India has stayed out. Its objection is institutional as much as substantive. New Delhi sees such plurilateral agreements, negotiated by subsets of members, as a dilution of the WTO’s multilateral foundation. The fear is of a two-speed organisation in which some members move ahead with new rulebooks while others are left to watch. Over time, that could weaken the consensus-based structure on which the WTO still rests.
This is now a central tension within the trading system. The WTO is often criticised for moving too slowly because every major decision requires broad agreement. Yet efforts to bypass that constraint through smaller groupings create another risk: they may erode the legitimacy of the institution they seek to make functional.
Multilateralism is surviving, not reviving
The WTO is no longer the site of grand bargains. That era is over, at least for now. What remains are narrower negotiations, partial understandings and carefully managed postponements. Consensus is harder because the global economy is more fragmented, interests are less aligned and power is more dispersed.
Digital trade has complicated the old trade agenda. So has the reorganisation of supply chains and the return of industrial policy. These are not issues the WTO’s original architecture was designed to handle comfortably.
Supporters of the institution argue, with reason, that even limited agreements are preferable to paralysis. In an era of geopolitical distrust, the act of negotiating still has value. Critics argue, also with reason, that without enforceable outcomes and timely decisions, the WTO risks becoming procedural rather than consequential.

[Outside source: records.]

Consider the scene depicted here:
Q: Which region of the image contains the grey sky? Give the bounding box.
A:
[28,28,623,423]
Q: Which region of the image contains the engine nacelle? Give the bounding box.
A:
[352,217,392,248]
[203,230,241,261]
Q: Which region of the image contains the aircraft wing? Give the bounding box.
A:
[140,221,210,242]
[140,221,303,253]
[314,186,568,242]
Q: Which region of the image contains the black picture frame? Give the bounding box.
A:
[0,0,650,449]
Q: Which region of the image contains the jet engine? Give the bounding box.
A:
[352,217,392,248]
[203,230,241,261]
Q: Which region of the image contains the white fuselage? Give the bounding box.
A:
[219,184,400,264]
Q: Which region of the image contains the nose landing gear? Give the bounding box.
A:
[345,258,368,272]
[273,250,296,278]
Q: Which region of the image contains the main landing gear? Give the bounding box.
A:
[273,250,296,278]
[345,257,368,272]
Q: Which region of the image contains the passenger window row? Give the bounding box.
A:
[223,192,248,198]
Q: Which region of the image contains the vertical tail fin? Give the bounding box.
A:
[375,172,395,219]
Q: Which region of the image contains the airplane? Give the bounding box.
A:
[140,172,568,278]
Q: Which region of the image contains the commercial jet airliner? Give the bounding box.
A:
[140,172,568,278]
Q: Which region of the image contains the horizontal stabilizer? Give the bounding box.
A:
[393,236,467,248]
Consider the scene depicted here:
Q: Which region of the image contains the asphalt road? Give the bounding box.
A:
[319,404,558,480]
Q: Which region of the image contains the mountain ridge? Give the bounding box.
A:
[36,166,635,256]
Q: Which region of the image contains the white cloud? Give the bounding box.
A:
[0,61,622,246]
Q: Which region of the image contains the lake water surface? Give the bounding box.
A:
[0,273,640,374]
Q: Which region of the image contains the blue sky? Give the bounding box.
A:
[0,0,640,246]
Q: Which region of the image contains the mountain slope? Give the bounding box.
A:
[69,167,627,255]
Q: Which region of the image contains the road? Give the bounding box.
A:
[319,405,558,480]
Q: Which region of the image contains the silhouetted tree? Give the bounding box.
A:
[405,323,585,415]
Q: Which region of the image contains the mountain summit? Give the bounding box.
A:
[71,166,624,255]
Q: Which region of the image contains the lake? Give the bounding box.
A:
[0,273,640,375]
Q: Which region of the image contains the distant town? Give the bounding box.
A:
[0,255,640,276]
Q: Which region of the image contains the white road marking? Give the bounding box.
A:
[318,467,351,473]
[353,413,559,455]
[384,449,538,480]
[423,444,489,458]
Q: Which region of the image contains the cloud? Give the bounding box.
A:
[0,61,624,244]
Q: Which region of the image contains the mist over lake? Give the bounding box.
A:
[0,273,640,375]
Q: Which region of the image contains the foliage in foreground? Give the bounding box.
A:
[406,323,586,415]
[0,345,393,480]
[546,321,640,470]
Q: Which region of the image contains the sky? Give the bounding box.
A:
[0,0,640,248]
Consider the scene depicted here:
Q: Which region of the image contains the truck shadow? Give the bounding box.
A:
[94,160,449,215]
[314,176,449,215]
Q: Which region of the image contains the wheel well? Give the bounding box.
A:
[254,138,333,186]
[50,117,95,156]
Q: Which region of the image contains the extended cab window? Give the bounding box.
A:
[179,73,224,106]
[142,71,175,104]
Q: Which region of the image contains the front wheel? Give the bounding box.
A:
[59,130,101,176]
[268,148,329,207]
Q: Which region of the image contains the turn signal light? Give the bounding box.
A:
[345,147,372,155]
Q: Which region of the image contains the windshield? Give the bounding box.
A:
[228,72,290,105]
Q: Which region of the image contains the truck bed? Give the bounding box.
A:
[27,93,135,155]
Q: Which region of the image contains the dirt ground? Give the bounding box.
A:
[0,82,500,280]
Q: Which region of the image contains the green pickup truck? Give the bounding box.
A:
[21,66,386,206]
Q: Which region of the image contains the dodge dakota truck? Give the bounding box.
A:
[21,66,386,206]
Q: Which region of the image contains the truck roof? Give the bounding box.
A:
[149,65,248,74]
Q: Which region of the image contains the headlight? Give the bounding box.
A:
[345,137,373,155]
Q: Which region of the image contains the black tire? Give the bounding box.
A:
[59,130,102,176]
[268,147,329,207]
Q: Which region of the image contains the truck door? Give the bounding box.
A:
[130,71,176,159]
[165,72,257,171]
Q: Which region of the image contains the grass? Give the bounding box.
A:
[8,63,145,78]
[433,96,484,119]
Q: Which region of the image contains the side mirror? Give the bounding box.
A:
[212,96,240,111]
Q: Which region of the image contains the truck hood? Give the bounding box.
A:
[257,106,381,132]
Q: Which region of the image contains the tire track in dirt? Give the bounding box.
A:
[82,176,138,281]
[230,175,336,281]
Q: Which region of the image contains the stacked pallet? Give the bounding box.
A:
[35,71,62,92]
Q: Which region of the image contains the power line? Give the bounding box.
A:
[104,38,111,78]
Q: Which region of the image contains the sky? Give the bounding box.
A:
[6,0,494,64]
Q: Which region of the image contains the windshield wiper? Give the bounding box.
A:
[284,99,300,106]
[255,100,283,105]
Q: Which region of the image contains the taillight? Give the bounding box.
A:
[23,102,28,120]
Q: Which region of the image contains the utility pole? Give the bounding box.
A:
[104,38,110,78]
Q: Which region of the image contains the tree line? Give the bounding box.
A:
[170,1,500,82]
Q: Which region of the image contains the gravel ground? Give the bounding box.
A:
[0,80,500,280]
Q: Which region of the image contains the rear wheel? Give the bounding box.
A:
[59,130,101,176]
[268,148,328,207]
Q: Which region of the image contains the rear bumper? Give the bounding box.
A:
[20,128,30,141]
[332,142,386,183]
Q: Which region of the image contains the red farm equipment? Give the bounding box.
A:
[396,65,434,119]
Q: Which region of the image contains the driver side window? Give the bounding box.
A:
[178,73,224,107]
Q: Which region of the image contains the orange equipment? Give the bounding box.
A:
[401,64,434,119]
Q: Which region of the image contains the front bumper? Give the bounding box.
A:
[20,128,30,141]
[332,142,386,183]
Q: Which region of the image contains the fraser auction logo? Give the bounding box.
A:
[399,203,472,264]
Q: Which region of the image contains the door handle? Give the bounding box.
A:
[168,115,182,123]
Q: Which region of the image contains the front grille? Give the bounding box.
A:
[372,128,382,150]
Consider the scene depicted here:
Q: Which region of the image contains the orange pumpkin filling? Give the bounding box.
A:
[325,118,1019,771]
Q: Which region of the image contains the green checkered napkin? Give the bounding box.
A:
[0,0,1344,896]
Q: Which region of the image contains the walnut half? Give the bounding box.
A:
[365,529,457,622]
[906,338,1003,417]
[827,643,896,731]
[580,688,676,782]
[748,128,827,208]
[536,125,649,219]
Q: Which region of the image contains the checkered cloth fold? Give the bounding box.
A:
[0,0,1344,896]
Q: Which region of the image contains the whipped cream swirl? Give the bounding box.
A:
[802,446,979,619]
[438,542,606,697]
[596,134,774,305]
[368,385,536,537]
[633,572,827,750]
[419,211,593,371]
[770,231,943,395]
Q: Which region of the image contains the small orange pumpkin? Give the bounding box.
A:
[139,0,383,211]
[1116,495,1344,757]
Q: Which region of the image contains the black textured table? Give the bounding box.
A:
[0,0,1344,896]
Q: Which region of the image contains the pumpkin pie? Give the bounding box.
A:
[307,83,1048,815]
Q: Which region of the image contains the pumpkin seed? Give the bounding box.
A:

MC14 did not produce collapse. It did not produce renewal either. The disputes over ecommerce tariffs and investment facilitation are not technical disagreements alone. They are proxies for larger arguments over openness and control, development and advantage, multilateral rules and negotiated flexibility.
The WTO remains one of the few forums where these contests still take place within a structured framework. That gives it continuing relevance. But relevance is not permanence. Whether the institution can avoid a slow drift into irrelevance will depend on whether it can bring greater clarity to new trade questions without losing internal coherence in the process.